Identitas Zero Trust: Kerangka Kerja Modern (ID)
Pelajari prinsip kerangka kerja identitas Zero Trust, berfokus pada otorisasi berkelanjutan, autentikasi adaptif, dan kontrol akses granular. Bangun postur keamanan yang kuat di dunia cloud-native modern.

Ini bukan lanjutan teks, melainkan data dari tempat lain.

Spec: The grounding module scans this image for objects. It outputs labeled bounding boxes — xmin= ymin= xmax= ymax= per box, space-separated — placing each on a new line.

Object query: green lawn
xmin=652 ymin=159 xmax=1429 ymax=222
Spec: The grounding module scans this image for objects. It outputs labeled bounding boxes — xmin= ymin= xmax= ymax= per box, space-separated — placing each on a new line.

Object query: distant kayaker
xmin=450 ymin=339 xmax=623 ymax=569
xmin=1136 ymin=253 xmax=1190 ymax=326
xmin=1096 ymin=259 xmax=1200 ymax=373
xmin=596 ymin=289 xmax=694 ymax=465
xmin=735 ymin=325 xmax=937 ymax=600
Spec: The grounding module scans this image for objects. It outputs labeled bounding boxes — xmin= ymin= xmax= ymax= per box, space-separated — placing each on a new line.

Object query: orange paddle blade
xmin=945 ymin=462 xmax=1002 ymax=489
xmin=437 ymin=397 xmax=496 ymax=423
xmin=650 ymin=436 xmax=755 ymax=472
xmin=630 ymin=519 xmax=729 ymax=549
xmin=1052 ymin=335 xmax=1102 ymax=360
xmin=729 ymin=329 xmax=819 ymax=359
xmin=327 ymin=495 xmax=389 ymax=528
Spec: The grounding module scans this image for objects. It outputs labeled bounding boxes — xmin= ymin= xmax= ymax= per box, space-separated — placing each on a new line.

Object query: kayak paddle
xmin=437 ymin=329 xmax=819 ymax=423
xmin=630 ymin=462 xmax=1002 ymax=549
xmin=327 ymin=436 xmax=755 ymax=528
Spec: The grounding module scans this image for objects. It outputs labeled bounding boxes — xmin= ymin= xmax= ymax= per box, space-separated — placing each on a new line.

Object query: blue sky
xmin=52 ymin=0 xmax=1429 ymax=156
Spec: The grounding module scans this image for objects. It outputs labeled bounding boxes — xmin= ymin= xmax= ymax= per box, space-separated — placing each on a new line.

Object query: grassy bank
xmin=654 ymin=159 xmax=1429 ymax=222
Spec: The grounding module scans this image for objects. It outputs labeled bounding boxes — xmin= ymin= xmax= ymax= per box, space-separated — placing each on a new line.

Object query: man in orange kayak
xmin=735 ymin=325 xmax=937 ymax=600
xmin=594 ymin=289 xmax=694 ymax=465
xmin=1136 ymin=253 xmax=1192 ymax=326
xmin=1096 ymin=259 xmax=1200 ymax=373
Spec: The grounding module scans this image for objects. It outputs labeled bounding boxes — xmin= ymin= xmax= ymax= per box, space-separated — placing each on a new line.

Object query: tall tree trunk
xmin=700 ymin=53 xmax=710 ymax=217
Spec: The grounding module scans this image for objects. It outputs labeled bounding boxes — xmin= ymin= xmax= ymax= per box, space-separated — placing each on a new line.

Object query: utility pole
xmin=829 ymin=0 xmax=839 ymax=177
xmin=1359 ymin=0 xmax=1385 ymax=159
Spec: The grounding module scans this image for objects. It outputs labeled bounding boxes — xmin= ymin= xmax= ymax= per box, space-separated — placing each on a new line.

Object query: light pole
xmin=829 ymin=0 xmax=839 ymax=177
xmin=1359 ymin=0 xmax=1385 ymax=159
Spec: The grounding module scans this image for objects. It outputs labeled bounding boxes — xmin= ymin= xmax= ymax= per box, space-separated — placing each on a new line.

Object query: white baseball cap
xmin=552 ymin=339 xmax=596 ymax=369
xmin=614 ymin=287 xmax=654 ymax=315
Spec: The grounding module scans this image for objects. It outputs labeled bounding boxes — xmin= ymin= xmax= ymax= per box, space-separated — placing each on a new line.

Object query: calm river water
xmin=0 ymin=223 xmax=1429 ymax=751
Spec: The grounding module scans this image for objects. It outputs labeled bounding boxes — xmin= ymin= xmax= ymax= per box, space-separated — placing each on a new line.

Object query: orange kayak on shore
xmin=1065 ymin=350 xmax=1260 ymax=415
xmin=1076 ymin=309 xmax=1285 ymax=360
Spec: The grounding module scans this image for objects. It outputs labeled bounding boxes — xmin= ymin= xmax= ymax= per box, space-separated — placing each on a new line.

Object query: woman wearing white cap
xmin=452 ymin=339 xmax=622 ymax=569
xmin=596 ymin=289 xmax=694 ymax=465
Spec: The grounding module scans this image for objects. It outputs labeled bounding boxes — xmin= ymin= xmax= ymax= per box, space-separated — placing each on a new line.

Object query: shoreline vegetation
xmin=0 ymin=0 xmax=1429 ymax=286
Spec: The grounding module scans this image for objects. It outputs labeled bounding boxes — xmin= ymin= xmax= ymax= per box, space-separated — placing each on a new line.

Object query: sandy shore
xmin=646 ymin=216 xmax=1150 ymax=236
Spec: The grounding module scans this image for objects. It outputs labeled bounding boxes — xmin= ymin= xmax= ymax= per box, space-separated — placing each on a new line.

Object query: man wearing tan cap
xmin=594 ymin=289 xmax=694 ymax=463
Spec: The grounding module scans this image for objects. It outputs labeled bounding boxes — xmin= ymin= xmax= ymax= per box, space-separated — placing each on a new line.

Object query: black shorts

Identitas Zero Trust: Kerangka Kerja Modern
Model keamanan jaringan tradisional beroperasi dengan asumsi bahwa segala sesuatu di dalam perimeter jaringan dipercaya. Pendekatan “benteng dan parit” ini semakin tidak efektif di lingkungan terdistribusi dan cloud-native saat ini. Meningkatnya pekerjaan jarak jauh, serangan siber canggih, dan proliferasi perangkat yang mengakses sumber daya perusahaan telah membuat perimeter sebagian besar tidak relevan. Di sinilah model keamanan Zero Trust berperan. Postingan blog ini akan membahas prinsip-prinsip inti identitas Zero Trust, dengan fokus pada otorisasi berkelanjutan, autentikasi adaptif, dan kontrol akses granular.
Poin Utama 1: Zero Trust beroperasi berdasarkan prinsip “jangan pernah percaya, selalu verifikasi,” terlepas dari apakah pengguna atau perangkat berada di dalam atau di luar perimeter jaringan.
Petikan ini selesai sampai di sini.